The cloud of pollen that usually covers Japan in the Springtime is disappearing and the Japanese are starting to feel more relieved from their respiratory allergy that leaves one out of six inhabitants of the Archipelago with red eyes and a congested nose. It is even worse in the cities due to the combination of pollen with release of gases from vehicles. In the last 10 years, in Tokyo, the proportion of population affected by allergies has risen from 7% to 20%.

Forty years ago, this did not happen. What has changed? The reply is to be found in forest degradation and loss. The modernisation process has implied a change in the way of looking at the forest. Its spirit, once a source of religious, architectonic, poetic and artistic inspiration has been taken away.
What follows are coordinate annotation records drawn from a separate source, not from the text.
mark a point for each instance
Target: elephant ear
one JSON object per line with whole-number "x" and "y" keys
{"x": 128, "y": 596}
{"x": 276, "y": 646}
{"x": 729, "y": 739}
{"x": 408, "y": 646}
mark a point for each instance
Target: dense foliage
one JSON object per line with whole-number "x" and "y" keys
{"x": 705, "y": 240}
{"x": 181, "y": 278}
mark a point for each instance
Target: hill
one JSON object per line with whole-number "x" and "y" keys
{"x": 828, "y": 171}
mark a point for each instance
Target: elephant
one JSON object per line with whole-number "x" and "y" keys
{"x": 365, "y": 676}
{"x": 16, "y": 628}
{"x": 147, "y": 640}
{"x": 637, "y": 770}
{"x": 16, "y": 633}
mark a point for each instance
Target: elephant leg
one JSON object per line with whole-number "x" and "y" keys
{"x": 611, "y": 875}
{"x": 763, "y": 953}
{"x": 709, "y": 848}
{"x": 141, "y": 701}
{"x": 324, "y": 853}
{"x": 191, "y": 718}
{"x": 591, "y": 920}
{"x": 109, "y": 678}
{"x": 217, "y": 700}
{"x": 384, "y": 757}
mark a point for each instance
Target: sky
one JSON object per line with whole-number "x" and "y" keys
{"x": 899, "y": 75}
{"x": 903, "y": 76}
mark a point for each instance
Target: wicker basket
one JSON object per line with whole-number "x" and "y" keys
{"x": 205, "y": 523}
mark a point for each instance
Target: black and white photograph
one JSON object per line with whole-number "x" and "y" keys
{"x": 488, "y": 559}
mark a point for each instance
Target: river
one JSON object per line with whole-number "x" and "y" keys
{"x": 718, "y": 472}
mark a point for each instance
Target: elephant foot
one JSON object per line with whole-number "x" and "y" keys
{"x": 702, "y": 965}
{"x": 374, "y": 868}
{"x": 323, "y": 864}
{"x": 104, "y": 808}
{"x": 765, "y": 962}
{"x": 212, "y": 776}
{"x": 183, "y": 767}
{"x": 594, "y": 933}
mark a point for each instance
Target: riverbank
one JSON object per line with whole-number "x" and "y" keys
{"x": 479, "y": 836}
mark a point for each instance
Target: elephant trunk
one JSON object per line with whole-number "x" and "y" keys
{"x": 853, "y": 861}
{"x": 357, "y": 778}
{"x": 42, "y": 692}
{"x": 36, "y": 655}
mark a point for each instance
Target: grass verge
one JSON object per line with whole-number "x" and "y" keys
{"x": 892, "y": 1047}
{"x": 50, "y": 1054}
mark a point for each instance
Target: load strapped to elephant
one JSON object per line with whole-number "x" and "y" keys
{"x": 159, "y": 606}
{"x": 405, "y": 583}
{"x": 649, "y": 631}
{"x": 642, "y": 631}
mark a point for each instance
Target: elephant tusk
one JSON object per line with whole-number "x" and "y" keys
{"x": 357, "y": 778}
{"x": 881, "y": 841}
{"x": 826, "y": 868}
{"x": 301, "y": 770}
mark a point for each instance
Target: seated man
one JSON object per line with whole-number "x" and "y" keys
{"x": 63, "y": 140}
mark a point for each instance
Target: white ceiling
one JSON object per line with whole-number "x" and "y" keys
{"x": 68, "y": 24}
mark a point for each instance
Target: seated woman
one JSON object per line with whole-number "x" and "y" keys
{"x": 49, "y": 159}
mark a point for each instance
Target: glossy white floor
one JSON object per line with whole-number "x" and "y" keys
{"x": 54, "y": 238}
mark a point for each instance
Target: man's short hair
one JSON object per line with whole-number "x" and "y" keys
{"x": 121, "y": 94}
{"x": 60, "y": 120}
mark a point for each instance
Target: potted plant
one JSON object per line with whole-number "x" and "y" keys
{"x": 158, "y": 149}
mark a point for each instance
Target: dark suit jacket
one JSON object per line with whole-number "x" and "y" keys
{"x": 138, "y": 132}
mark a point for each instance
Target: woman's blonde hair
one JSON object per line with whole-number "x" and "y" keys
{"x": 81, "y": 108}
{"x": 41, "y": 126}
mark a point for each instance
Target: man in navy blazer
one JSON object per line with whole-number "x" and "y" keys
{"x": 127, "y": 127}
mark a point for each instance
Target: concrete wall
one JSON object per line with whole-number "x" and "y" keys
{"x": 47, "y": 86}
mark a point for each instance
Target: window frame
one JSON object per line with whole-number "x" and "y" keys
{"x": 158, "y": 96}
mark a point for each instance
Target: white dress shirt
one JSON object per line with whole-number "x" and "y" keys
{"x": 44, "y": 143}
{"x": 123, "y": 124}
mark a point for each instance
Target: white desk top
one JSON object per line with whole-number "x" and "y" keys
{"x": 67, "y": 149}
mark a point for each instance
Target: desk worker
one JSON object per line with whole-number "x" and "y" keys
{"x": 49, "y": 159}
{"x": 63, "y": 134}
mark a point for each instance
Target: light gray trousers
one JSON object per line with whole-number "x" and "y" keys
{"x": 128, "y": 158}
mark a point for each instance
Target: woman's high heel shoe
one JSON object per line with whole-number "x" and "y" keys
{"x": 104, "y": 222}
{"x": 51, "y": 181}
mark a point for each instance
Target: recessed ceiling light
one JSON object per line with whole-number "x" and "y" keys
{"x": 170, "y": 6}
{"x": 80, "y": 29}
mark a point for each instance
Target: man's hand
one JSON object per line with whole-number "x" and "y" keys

Today, turned into merchandise, it is mainly a source of energy and building materials. And of allergies.

World War II swallowed half the forests, and in 1950 a policy for systematic reforestation was installed, centred on the plantation of fast growing conifers, especially Cryptomeria, a species which is more profitable for building. Thus presently there are 10 million hectares planted with a single species of conifer, which is at the root of the Spring pollen cloud.

These enormous monoculture plantations have implied an imbalance that, in addition to having impacts on human health, also have environmental, social and economic consequences. Environmental imbalance is to be seen in catastrophes such as landslides and alteration to the ecosystem, in detriment to the local fauna and flora. From the socio-economic standpoint it has not been much use either. In fact when the Cryptomeria plantations were ready to be exploited, profitability criteria made the logging industry import wood at lower prices. This has implied a loss of jobs among the rural population linked to the forestry sector, and in turn, promoted rural emigration.

Within this business logic, in spite of possessing enormous volumes of standing trees, Japan is today one of the greatest importers of wood in the world - in the year 2000 it imported 100 million m3 - and has become the major predator of forests in the rest of Asia. In the meanwhile the plantations only seem able to generate allergies. But this is not all. The powerful Japanese industry, a great releaser of carbon dioxide, and therefore responsible for climatic change, is resorting to the new formula of carbon sinks to avoid reducing its releases. And for this purpose it is resorting to the plantation of extensive monoculture tree plantations abroad (see WRM bulletin No. 20). Somehow, it is exporting its own sickness.